“Love is what we are born with,
Fear is what we have learned”
Fear, that is all there is to it. An all encompassing fear. Fear that the mind rules the heart more than it should. Fear of love that makes you cut pieces of yourself to fit their ideal, fear of never belonging, never being accepted. Fear of change, fear of uncertainty.
All the inane little fears like sudden jump scares, when somebody gets injured in front of my eyes, the way speed makes me clench my jaw and renders me immobile, a stranger standing too close. Fear of telling him that his eyes haunt my dreams and getting it dismissed like it means nothing.

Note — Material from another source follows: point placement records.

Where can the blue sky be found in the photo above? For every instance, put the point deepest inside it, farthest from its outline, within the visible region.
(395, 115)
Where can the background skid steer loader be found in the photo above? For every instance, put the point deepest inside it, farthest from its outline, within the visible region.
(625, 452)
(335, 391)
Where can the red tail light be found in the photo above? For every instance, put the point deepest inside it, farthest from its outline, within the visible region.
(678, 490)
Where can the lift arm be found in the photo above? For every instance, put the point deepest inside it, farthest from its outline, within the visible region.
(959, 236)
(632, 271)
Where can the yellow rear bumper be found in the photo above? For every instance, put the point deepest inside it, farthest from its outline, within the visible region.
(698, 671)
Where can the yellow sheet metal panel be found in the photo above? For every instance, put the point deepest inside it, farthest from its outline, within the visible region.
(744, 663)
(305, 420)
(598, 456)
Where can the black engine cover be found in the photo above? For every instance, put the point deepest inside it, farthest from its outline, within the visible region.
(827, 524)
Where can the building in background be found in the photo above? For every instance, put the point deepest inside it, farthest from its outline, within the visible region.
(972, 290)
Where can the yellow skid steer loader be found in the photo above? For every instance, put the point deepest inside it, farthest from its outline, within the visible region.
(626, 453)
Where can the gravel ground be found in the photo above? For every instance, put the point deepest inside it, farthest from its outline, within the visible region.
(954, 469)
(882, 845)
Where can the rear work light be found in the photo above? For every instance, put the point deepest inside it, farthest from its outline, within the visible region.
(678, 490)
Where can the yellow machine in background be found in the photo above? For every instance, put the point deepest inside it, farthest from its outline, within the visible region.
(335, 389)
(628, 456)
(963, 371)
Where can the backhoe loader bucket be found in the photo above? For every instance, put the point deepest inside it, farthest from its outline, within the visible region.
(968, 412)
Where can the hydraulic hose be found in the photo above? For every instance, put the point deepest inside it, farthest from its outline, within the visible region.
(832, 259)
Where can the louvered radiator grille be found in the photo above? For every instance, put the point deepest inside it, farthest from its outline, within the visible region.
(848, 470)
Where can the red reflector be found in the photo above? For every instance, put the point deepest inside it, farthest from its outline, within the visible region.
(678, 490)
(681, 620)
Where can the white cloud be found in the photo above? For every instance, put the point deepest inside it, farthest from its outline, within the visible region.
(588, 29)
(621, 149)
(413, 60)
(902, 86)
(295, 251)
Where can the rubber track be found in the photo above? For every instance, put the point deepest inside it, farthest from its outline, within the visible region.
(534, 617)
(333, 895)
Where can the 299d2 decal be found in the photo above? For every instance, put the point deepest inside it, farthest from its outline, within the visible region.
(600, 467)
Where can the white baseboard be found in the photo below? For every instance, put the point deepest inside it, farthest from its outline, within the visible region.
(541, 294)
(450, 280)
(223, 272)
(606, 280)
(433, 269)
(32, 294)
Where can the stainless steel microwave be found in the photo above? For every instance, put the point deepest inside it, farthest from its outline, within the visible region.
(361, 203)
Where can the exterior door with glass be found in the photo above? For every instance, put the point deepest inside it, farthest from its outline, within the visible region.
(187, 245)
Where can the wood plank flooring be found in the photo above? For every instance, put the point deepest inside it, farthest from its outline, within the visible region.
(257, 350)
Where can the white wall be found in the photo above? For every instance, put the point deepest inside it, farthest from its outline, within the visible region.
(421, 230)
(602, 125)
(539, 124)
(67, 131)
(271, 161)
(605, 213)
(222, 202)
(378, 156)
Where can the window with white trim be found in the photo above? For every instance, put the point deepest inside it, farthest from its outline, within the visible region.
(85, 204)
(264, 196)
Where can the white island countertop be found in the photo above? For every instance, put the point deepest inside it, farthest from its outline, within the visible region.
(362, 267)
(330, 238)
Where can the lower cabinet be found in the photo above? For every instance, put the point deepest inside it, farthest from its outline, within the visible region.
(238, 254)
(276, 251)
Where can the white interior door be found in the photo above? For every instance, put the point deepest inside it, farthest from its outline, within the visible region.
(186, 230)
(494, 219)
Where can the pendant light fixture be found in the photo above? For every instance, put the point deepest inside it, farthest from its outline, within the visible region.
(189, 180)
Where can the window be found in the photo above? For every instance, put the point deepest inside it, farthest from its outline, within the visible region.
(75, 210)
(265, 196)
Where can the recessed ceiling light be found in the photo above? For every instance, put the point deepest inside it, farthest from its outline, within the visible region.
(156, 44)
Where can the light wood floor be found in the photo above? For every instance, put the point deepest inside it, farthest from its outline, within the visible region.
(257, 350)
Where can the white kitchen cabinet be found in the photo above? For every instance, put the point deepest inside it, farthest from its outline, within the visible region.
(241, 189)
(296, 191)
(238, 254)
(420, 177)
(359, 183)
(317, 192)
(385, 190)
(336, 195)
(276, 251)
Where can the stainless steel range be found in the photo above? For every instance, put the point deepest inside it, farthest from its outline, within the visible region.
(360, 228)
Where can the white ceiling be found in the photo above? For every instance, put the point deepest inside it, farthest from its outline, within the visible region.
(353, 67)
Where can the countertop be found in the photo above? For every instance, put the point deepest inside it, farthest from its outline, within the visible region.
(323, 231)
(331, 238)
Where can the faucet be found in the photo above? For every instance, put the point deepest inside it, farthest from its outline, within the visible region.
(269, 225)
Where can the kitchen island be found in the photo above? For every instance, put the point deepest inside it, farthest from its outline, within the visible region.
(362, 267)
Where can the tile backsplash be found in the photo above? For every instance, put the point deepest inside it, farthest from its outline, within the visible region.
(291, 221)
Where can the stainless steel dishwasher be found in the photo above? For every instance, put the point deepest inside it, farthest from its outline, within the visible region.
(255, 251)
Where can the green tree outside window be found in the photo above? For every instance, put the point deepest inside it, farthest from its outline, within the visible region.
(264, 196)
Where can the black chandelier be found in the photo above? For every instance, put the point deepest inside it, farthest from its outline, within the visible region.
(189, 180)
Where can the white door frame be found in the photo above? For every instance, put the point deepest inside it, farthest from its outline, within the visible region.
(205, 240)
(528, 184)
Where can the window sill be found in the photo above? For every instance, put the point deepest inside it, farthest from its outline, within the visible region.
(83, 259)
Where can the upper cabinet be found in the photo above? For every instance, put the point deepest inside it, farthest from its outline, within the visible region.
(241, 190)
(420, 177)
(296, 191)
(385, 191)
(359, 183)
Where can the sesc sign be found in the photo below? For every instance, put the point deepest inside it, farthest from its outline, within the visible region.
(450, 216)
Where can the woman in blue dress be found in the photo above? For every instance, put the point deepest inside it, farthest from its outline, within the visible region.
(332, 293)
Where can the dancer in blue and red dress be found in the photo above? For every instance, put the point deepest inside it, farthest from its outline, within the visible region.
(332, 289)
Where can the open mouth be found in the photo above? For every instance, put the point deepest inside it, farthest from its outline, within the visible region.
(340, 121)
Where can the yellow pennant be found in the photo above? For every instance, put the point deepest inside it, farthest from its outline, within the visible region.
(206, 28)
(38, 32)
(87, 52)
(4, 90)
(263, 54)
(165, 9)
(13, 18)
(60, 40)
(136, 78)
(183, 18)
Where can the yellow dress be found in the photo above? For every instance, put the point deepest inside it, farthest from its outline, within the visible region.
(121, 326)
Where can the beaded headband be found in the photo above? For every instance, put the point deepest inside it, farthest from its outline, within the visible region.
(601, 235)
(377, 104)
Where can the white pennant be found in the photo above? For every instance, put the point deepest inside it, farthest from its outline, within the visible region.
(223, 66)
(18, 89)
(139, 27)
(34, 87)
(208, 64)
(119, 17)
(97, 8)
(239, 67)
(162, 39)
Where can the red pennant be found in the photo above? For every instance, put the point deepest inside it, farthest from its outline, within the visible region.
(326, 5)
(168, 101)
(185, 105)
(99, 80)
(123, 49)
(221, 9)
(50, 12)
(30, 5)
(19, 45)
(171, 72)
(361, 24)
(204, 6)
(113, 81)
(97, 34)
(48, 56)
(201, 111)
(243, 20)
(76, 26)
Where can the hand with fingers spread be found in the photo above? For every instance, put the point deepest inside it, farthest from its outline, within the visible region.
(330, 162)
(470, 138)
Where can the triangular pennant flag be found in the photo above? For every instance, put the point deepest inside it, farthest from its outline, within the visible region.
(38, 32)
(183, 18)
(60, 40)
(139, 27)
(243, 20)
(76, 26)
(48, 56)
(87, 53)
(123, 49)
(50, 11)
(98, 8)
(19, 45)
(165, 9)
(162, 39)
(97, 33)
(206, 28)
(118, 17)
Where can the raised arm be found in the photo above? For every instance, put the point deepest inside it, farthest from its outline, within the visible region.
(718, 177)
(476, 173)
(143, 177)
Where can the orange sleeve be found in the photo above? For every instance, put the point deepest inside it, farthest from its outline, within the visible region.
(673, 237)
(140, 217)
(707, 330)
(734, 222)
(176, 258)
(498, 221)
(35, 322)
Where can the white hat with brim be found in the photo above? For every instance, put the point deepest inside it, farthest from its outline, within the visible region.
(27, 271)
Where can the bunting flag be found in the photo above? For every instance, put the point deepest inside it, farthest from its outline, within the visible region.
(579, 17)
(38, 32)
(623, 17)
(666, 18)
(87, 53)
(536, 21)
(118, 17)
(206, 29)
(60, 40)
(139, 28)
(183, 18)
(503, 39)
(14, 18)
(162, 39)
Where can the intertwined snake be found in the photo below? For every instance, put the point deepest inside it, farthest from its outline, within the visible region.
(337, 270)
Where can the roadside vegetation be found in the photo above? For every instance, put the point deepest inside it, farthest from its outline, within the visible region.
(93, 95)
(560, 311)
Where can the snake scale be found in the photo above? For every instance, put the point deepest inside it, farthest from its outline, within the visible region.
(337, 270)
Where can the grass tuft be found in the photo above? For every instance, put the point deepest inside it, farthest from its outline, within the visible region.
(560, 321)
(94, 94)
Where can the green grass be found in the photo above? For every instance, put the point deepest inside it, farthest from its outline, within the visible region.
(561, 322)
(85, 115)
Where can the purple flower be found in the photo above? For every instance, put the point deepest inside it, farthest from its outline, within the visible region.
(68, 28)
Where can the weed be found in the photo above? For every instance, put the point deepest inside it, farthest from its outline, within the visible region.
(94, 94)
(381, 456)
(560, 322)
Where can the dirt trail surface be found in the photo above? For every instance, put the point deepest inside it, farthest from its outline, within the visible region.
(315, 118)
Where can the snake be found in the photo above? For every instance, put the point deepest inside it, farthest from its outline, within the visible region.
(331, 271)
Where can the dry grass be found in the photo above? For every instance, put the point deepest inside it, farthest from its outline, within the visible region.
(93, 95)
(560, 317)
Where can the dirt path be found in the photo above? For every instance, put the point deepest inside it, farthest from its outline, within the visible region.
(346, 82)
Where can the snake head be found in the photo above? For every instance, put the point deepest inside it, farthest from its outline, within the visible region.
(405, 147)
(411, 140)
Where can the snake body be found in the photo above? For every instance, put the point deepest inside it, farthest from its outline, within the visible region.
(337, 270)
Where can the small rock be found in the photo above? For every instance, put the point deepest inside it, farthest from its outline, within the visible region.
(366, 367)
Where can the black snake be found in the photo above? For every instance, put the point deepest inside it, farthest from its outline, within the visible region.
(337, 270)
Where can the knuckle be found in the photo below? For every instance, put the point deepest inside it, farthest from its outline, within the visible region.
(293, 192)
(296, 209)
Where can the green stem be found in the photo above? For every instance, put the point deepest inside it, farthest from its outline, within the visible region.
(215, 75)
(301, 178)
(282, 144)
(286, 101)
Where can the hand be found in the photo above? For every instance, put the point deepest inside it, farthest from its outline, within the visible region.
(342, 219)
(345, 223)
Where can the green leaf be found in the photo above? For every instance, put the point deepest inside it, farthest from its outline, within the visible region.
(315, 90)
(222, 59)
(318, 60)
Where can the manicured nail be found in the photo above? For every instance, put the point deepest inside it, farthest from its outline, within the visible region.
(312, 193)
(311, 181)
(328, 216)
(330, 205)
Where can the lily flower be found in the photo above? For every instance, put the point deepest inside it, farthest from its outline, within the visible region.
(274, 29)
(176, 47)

Fear of this mind, the way it shuts off, the way in a fight-flight situation, it freezes.
Fear forcing me to hold on tight, same fear making me let go. Fear of his pretty eyes following my every movement as I trip and fall all over the place, so I try to divert myself by focusing on what to do with my hands. Fear that someone will read my personal journal and consider me downright psychotic. Fear of vicious people who only sap my energy, make me feel terrible about my flaws and always keep weighing me on their broken moral scale.
Fear of hurting someone I really love, seeing them break down because of me and putting that all too familiar pain in their eyes. Don’t we say, “How can you hurt someone you are supposedly in love with ever? Don’t you heal in love?” That fear whenever I see a cute crawly drowning in a puddle, moving me to save the little guy, drying it out in the sun and sending it off on its merry, adventurous way.
Fear for my favorite asshole character when some misfortune befalls him or he doesn’t get his girl. Fear of getting attached because untangling myself rips me open and makes me extremely vulnerable. Fear of being too transparent, with each and every emotion etched on my face. Fear of never finding him, never getting to feel him, never hearing his laugh, never getting a chapter in his life. Fear of tearing him out of mine.
Fear of silence growing louder when I don’t want to be alone. Fear of gas cylinder blowing the roof straight off my head, fear of finding my favorite Goosebumps series eaten by moths or torn to pieces. Fear of lending a book, never to get it back. Fearing my mum, if she finds out that I am not drinking hot milk, skipping my meds when I catch a bug and staying up way too late writing this in the bitter cold, occasionally staring at the dark horizon till I fall asleep, all my winter thrills in one.